52-Week Writing Challenge: Week 45
This is another unedited excerpt from my 2017 project, Sacrificial Daughter.

She brushed her long, dark, tresses without thought, mesmerized by own her gaze.

The dark brown eyes, once vibrant and alluring, were now dull and lifeless, witnesses to her lifetime of abuse and excess.

The lines that only appeared around her eyes when she laughed were now permanent fixtures her best makeup couldn’t conceal.

To be seen, her thin lips needed the deep red lipstick tones she favored, or she always appeared cross and sullen.

At fifty-seven-years of age, Margaretta Marie Sellers was still an attractive woman.

But she no longer met her own standard of beauty.
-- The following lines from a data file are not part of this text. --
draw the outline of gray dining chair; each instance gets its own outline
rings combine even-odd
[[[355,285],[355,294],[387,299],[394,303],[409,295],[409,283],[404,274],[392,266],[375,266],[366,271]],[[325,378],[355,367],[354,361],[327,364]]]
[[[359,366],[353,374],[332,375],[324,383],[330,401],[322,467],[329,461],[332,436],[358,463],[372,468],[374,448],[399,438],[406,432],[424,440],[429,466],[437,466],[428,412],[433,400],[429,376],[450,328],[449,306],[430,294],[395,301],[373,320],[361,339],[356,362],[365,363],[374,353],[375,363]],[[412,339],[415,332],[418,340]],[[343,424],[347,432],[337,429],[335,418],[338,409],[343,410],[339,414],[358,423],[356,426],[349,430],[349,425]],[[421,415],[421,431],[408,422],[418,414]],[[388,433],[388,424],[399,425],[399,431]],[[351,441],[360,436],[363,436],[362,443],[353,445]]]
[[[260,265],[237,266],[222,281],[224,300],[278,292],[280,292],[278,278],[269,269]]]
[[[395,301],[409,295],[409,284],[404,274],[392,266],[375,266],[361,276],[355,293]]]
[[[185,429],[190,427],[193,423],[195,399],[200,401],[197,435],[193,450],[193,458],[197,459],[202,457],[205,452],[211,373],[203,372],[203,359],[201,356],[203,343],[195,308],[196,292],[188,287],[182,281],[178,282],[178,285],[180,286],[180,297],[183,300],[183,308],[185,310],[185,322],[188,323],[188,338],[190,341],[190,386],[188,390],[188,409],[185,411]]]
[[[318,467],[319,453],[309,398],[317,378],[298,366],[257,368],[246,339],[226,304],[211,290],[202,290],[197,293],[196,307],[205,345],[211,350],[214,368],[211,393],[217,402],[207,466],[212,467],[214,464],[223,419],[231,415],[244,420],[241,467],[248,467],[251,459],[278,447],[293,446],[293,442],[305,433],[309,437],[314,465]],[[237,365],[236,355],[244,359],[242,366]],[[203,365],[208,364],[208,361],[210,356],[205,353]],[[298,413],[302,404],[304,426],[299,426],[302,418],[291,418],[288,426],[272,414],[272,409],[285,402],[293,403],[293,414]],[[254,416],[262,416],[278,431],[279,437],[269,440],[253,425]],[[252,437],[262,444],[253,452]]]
Retta’s looks made her stand out among her contemporaries, which was a point of contention for more than three decades.

But it wasn’t enough for Retta. She wanted to be a standout, regardless of age.

She wanted… needed to be admired and envied by younger women.

Retta wanted to be an icon.

That desire was her downfall.

Blessed with a perfect mezzo-soprano voice, Retta longed to perform in the spotlight like her idols, Marian Anderson and Leontyne Price.

While her parents, Mae and Albert Sellers had the means to finance a music education for their daughter, neither thought it a practical career and pushed Retta towards a business or teaching degree.

Headstrong and determined, seventeen-year-old Retta ran away to find her destiny.

All the sheltered, naive teen found instead were men with little interest in her natural vocal talent and more interest in her shapely, young body and exotic looks.

With promises of fame and lucrative contracts, Retta bounced from party to party on the arm of different men who plied her with alcohol and drugs.

Less than three years after leaving home, Retta returned an alcoholic junkie.

Albert Sellers rushed his baby girl into rehab.

Mae was less welcoming and had little to do with her daughter. During Retta’s absence, her younger brother, sixteen-year-old Joseph, succumbed to rheumatic fever. Mae was devastated. Her gifted and studious son had a bright future ahead of him before illness took him. Yet, her selfish, narcissistic daughter ruined her voice and her life abusing anything she could get her hands on and she still lived… and manipulated her father.

Albert tried to be the cushion between the two women but never got to see them reconcile.

A week before Retta was discharged from the rehab center, Mae dropped dead from a coronary embolism.

Retta came home drug-free and sober but her partying ways were still with her.

Craving the attention of men, Retta put her appearance first and abstained from liquor and drugs.

During a south side party for a local city commission candidate, Retta connected with her first love, Ham Burford.

Now a college graduate working for the city’s finance department, Hamilton Charles Burford fell in love with Retta Sellers when they were fifteen-years-old.

But despite the above average living Albert Sellers made from his co-op farming business, Ham’s parents considered Retta socially unacceptable and forbade Ham from seeing her.

The smitten couple sneak around and get together when they can, but after Retta learned her parents wouldn’t support her music career, she changed, becoming depressed and more withdrawn.

It was bad enough she’d never get a life with Ham, but to also not have a life in music was more than she could bear, and she left on a morning train bound for Chicago.

Now they were both back in Corwin, but any dreams Retta had about being with her first love were snatched away when Ham introduced Retta to Belinda Foley, his fiancé.

Retta Sellers has no time to mourn her broken heart when Albert is injured in a farming accident and dies two days later.

The sole survivor of her family, Retta feels cheated by life and closes off her heart.

She continues to stare at her reflection, her jaws tight and as hard as her heart.

Her hand shakes as she lowers the brush. Her chest burns with anger for the betrayals by those closest to her.

The man she loved.

And the daughter she didn’t.

Retta launched the brush into the mirror, not bothering to shield her face or body from the glass shards.

Satisfied, she stood and left the room.